Not long ago professor of Harvard University, the head of the department of Armenology James Russell presented his research about the epos “The Son of the Blind”, which is considered to be a monument of Azerbaijan’s epopee literature.
For the first time for the Armenian audience Russell delivered a lecture on the discovery of Armenian manuscripts with fragments of the epos “The Son of the Blind”, which have been for a very long time stored in the “Armenian Library and the Museum of America”, as well as historical and sociological conditions that made such an epos possible.
The epic is mostly known by Turkish name “Koroglu” and consists of 30 parts or “branches”. The hero of the epos, according to Russell, is an archetype of a hero, which can be found in many cultures: “A brave and cheerful robber who rebels against an evil power and, taking away from the rich, gives to the poor.”
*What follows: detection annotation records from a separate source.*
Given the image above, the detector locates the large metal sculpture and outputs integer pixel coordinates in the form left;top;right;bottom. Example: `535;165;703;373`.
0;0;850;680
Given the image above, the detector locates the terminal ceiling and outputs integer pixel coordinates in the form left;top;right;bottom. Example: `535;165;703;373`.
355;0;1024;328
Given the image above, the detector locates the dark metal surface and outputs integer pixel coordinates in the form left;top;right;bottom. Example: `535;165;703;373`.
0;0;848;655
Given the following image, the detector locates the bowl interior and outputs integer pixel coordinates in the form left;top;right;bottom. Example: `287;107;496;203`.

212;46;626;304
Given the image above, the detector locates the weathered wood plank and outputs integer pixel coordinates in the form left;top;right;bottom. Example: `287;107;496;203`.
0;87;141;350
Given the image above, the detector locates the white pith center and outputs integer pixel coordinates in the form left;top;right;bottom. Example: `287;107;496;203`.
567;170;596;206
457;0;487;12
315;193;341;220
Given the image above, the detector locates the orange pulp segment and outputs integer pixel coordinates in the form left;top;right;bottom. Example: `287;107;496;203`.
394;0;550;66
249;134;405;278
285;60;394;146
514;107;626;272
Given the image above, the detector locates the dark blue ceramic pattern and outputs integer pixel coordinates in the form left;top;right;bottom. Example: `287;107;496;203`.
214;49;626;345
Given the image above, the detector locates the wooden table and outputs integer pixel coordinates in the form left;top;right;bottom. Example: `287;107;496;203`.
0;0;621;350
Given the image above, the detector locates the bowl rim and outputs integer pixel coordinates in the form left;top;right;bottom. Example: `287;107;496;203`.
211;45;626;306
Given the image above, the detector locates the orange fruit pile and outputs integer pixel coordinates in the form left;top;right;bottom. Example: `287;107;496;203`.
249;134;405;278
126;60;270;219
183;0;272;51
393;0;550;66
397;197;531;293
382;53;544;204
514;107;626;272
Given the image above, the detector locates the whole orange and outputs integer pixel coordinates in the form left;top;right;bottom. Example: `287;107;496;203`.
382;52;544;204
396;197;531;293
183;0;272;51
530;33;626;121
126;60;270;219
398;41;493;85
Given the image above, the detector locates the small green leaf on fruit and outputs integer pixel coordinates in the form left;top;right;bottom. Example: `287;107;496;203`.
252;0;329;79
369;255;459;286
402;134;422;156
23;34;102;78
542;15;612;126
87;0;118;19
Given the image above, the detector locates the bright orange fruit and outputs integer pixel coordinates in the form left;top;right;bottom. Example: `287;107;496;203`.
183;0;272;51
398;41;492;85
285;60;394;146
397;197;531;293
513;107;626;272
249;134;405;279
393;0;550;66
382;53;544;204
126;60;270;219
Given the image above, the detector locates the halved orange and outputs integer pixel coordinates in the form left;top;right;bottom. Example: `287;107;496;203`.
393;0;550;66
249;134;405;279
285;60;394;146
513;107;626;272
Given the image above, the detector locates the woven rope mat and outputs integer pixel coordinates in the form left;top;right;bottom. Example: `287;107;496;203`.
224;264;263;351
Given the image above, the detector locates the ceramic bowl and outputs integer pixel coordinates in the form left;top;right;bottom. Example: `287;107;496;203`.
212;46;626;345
Russell notes that the epos began to take shape five centuries before the story of Robin Hood was told. The historical Robin Hood of the XIV century itself seems to have inherited literary cliches and features of the folk narrative. “Koroglu” has passed through the whole Central Asia, being influenced by different cultures and languages.
“Soviet Armenians knew this epos from operas and Russian versions of the text. Only few of them assumed that its roots were in Armenia and Armenian culture. This happened partly because it was appropriated by Turkey and Azerbaijan, and partly because its heroes are indeed Muslims with Turkic and Persian names, and most versions of the epos are written in Turkic languages, although there are also Kurdish, Persian and Armenian versions.”
Russell thinks that that is, perhaps, the main factor of this epos not being so studied by Armenologists. “The cultural abyss has become so wide that the idea of the existence of a common literary work of this kind has become almost unthinkable,” – concluded Russell.